When I wrote recently that major banks have lost interest in correspondent banking-which used to be the glue holding banks of all sizes together-a number of correspondent people contacted me to say their banks were still alive and well in the field.

No bank was more vehement than Chase Manhattan Corp. This is understandable. Firstly, I had mentioned Chase specifically as an institution whose correspondent head did not seem to care about telling its story to community bankers. Secondly, among the banks that merged over the years into what is now Chase was Manufacturers Hanover, which made a hero of any officer who brought in a new correspondent account.

Laura A. Bonsett, vice president in charge of community banks and thrifts, disabused me of the idea that Chase is now a halfhearted player in correspondent banking. In fact, she has the kind of enthusiasm for the field that used to be widespread.

Amazingly to me, Ms. Bonsett started with a smaller bank, Merchants Bank of Indianapolis. (The flow usually goes the other way.) But even more interesting is why Chase wanted her and gave her this assignment: Her background is in operations, and it includes writing two books on operations services for banks.

Ms. Bonsett said everybody on her staff at Chase-those who travel as well as the stay-at-homes-has a strong operating background plus 8 to 40 years of banking experience.

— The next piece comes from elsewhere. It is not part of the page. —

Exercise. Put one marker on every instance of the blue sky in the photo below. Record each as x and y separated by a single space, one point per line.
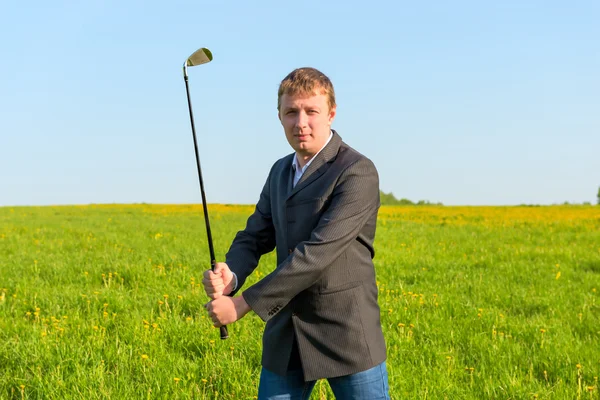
466 102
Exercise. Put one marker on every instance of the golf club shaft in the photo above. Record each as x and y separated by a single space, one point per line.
223 329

Over time, respondent banks have demanded ever more technical services. They now include everything from cash management to credit and securities processing, not to mention help in selling insurance and investment products. So Ms. Bonsett makes sure her employees get ongoing training to keep up.

"Why should anyone use Chase instead of its bank or nonbank competitors?" I asked.

Strange I should ask, she joked-and then offered a whole list of reasons. Here is some of what she told me.

Chase doesn't own banks throughout the nation (other than Texas Commerce Bank), so it is not competing for correspondent banks' customers- and is therefore not anxious to steal accounts using the information that respondents reveal.

Years of relationships with the banks have generated trust and a feeling that Chase knows what they need.

Ms. Bonsett's people have the technical training to mediate between the respondent banks and Chase's specialists in many areas, especially investment banking and capital market purveyors.

Chase wants to sell the respondents more than just correspondent services, so it goes the extra mile to develop new capabilities to build relationships.

Instead of having to contact one company for investment advice, another for operations, and so on, a respondent bank gets one Chase person or team to handle all its needs. It's the same one-contact-point system that personal banking departments use.

All this didn't entirely shake my view that large banks don't want correspondent business anymore. For one thing Ms. Bonsett, though her department services 1,100 banks or so, has only six relationship managers reporting to her.

Her answer: "Our group is only nine months old, and also we rely on the backup of Chase's full staff to do the heavy work once we analyze what respondents need."

In any event, all this is far, far better than the old days when big- bank traveling officers would admit: "Monday, Wednesday, and Friday we serve the respondents; Tuesday, Thursday, and Saturday we try to steal the customers."

A money-center banker who was a student of mine back then was asked what he did for a living.

"I handle the portfolios of correspondents," he said. "But when I get good enough, they'll take me off the correspondents and put me to work for the bank."